Is Chronic Pain Syndrome a Capped Minor Injury?
According to the Institute for Chronic Pain, Chronic Pain Syndrome is the combination of chronic pain and the secondary complications that are making the original pain worse. Once pain becomes chronic, the mind and body begin to manifest changes which tend to imprint both pain sensations and what clinicians call “pain behaviour” on the Central Nervous System. Typical chronic pain characteristics are as follows:
- Severe pain, constant or waxing and waning;
- Requirement for long-term pain medication;
- Limitations in activity and mobility;
- Effects on social relationships;
- Effects on sexual drive, function, or both;
- Feelings of helplessness;
- Decrease job performance;
- Frustration with doctors;
- Altered sleep;
- Physical tension;
- Changes in appetite;
- Alterations in bowel habits;
- Focusing on blame on self, family and/or the system.
Certain chronic pain clinics use the newer physiological approach to classify chronic pain patients according to their underlying pain mechanism.
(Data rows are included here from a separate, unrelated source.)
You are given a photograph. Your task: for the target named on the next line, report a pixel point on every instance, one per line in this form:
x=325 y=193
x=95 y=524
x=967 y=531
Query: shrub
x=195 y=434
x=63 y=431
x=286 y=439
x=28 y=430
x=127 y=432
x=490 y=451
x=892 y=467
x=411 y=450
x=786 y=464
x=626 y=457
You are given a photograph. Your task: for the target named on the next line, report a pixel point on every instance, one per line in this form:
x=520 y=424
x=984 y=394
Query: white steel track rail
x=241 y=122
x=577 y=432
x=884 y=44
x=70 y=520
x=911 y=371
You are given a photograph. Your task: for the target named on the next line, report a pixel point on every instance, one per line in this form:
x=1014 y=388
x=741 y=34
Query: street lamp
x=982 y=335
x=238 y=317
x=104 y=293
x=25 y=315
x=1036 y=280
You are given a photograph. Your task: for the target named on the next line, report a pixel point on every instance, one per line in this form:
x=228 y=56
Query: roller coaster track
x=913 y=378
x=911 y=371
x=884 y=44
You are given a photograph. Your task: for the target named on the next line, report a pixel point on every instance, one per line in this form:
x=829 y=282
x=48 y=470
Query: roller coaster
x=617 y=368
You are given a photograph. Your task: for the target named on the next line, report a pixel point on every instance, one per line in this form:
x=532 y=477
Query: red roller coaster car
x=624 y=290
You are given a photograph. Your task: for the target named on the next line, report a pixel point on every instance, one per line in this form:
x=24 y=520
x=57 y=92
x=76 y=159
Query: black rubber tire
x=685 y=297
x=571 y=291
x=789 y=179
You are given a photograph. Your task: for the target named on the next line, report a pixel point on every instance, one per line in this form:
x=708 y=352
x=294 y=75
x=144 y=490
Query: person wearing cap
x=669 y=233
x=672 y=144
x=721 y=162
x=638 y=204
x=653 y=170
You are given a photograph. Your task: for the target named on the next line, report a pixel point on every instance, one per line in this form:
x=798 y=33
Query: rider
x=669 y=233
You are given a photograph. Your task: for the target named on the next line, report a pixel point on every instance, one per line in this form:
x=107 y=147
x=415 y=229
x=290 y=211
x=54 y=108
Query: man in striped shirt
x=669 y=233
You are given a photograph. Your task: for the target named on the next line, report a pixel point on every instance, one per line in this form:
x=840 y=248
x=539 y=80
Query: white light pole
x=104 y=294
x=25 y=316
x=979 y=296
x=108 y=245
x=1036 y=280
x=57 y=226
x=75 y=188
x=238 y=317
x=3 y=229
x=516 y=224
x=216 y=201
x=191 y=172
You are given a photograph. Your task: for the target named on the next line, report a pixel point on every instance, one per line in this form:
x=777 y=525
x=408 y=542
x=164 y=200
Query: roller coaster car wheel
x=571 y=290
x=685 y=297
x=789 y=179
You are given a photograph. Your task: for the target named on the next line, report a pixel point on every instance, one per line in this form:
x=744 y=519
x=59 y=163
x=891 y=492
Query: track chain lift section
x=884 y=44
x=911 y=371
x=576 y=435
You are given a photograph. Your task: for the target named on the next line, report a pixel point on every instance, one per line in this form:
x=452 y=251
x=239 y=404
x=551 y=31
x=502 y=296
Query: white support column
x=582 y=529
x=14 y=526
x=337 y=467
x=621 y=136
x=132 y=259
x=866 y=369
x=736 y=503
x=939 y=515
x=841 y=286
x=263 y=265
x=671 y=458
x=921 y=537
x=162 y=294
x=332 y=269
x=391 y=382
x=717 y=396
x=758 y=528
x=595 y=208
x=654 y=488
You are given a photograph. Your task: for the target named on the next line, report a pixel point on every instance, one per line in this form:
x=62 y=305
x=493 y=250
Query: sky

This diagnosis system is referred to as the PMS classification and subdivides chronic pain into 6 groups:
- Nociceptive Mechanical (joints, ligaments, muscles);
- Nociceptive Inflammatory (pain because of inflammation like arthritis);
- Peripheral Neuropathic (nerve pain);
- Central Sensitization (amplification of al pains signals by the nerve system);
- Affective: which is used when psychological or psychiatric conditions are felt to play a major part in the patient’s chronic pain.
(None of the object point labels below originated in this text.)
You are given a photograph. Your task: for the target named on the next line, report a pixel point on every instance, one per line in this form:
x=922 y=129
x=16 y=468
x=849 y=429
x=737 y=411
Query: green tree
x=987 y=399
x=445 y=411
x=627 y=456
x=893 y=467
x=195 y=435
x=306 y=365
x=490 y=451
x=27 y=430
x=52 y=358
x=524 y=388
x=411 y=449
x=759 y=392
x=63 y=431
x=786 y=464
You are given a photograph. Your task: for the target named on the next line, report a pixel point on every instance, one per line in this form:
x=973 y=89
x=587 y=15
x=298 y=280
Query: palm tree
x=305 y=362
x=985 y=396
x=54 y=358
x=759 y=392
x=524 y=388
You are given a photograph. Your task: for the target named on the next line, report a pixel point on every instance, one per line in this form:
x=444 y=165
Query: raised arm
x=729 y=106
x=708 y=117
- Motor/Autonomic: which is a classification when a patient’s present symptoms compatible with an overreaction of the autonomic system and a change in the body’s perception of body image.
In conclusion, it is our opinion chronic pain syndrome is not captured by the minor injury cap legislation.
What is the Valued Amount for a Minor Injury Capped Case?
The 2013 regulation has increased the cap for general damages from $2,500 to $7,500. It provides for yearly cost-of-living adjustments on the basis of the Consumer Price Index for the preceding 12 months. The adjusted value is then applicable to the accidents “that occurred in that year”. The value has to be published by the Superintendent of Insurance. Since July 1, 2013, the yearly values of the cap are as follows:
|July 1, 2013 to December 31, 2014||$7,500.00|
|January 1, 2015 to December 31, 2015||$7,612.50|
|January 1, 2016 to December 31, 2016||$7,650.56|
|January 1, 2017 to December 31, 2017||$7,818.87|
|January 1, 2018 to December 31, 2018||$7,998.70|
|January 1, 2019 to December 31, 2019||$8,166.67|
|January 1, 2020 to December 31, 2020||$8,305.50|
Accounting for inflation is certainly consistent with the state of the law (see “Pecuniary Damages vs. Non-Pecuniary Damages”).